要是死在云定縣,他可承受不起鎮南王的怒火。
何縣令發現不對的苗頭。
那天晚上不是一場普通的江湖武夫械斗。
其中涉及到鎮南王府的與其他勢力的斗爭。
何縣令朝門口的仆役喊道:“快去請李典史和田捕頭。

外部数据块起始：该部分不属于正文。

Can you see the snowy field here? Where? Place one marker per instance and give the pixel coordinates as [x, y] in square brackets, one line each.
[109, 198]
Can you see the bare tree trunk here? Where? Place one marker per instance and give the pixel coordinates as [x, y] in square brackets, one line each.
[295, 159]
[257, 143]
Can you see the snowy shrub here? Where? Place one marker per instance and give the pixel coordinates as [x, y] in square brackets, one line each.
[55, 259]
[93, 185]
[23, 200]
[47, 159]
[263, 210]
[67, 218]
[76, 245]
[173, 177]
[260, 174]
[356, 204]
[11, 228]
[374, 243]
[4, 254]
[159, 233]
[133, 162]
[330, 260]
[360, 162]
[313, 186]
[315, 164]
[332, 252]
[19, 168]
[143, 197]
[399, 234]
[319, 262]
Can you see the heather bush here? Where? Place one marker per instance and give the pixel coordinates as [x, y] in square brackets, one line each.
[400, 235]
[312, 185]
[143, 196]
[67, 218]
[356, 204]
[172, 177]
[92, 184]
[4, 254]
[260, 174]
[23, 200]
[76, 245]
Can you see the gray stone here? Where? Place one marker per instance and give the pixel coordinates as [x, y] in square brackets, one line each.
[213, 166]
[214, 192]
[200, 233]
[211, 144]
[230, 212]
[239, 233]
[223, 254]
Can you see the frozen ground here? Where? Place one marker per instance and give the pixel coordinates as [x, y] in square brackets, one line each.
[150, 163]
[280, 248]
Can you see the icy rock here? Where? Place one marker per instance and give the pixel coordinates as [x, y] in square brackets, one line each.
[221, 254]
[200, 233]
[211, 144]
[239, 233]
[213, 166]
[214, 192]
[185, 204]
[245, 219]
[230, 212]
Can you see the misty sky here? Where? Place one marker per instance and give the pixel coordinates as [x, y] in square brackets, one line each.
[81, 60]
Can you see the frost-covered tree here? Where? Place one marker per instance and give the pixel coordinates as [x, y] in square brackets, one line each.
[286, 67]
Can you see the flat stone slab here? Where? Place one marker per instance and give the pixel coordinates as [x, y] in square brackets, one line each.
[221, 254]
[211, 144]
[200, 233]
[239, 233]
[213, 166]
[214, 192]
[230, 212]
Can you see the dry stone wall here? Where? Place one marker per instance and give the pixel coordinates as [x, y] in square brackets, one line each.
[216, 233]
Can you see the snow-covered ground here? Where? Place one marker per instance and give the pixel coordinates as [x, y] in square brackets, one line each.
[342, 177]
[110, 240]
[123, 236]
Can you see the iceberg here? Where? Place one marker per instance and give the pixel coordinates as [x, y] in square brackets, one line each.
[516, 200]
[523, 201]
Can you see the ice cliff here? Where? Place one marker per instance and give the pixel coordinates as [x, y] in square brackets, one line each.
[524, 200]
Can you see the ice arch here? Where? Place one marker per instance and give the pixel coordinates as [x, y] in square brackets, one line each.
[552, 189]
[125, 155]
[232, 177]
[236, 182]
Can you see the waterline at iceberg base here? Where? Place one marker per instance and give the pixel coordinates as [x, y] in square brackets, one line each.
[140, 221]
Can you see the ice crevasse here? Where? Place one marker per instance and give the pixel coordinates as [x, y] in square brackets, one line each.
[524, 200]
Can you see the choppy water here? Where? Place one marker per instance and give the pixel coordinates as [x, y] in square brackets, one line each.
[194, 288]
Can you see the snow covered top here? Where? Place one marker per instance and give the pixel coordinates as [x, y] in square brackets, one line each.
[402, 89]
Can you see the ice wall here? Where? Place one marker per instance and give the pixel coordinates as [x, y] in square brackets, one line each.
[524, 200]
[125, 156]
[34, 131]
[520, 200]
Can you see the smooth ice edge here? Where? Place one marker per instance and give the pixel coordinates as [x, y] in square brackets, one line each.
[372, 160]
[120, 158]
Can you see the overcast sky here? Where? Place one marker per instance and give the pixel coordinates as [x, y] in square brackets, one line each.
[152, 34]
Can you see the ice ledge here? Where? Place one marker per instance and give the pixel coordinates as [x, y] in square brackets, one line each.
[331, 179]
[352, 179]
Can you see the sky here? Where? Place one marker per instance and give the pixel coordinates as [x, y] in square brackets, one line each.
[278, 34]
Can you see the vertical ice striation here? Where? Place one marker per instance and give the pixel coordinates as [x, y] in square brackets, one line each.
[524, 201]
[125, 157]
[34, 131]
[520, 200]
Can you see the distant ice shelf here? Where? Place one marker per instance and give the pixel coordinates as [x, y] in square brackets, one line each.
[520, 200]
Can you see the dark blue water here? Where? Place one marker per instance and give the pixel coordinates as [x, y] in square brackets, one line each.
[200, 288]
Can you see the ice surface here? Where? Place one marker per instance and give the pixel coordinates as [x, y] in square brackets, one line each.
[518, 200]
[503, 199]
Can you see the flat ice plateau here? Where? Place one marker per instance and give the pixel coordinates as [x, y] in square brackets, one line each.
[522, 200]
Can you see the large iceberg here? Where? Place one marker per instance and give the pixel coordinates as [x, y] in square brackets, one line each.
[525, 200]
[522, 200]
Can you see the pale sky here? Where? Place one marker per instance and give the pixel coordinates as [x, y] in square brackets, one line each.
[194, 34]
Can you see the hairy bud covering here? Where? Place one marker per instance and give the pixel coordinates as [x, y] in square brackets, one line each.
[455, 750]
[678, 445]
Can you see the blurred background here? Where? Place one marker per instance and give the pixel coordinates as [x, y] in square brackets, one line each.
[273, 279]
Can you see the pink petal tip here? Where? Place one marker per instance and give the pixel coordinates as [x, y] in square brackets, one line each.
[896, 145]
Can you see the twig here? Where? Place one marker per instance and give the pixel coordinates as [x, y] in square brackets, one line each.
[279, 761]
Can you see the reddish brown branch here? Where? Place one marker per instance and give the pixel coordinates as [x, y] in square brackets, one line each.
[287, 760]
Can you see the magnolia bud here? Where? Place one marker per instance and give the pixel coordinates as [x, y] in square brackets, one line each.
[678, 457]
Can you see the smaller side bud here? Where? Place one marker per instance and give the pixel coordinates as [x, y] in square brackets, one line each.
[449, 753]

”
等到李棟與田盛前來,何縣令把鎮南王府的信交給二人查看。
“這里邊的事有點大,不要外傳。”
“世子要是在我們這里出了事,鎮南王說不定拿我們云定甚至南平郡上下官員開刀。”
李棟、田盛二人齊齊倒吸了一口涼氣,外邊厚實的衣服似乎失去御寒功能。
兩人遍體生寒,手腳冰涼。
他們見過街上的尸體,明白世子隨身老仆已經死亡。
何縣令兩只手各拍一人肩膀,肥胖的臉上滿是憂愁,嘆氣道:
“我們身上的擔子很重,你們主管本縣匪盜治安,兢兢業業,在本縣百姓中廣受好評。”
“所以尋找世子的事要辛苦二位了,本官必會傾盡全力支持,縣衙里的人隨你們調用。”
李棟與田盛對視一眼,看出對方眼里的無奈。
兩人一起苦笑道:“屬下定當竭盡所能!”
待到兩人退出后,何縣令回到案前坐下,端起茶盞飲了一口。
能做的事他已經做了,只能在公房給兩位下屬無聲支持。
盡人事聽天命。
“不好了……老爺!老爺……不好了!”
外邊有一位小廝闖進辦公房,聲音透露著焦急。
何縣令定睛一看,是自已家里小廝,便放下茶盞對其呵斥。
“喊什么喊!天還沒塌下來!有事慢點說!”
小廝從何府跑到衙門,累得上氣不接下氣,“小姐……她……她。”
“她離家出走了!”
“啊?!”
何縣令驚叫一下。
屋漏偏逢連夜雨,壞消息接踵而至。
剛收到鎮南王府的信,還在憂心找世子的下落。
現在家里的千金居然離家出走。
何縣令只覺眼前發黑,一口氣喘不上來,氣暈過去。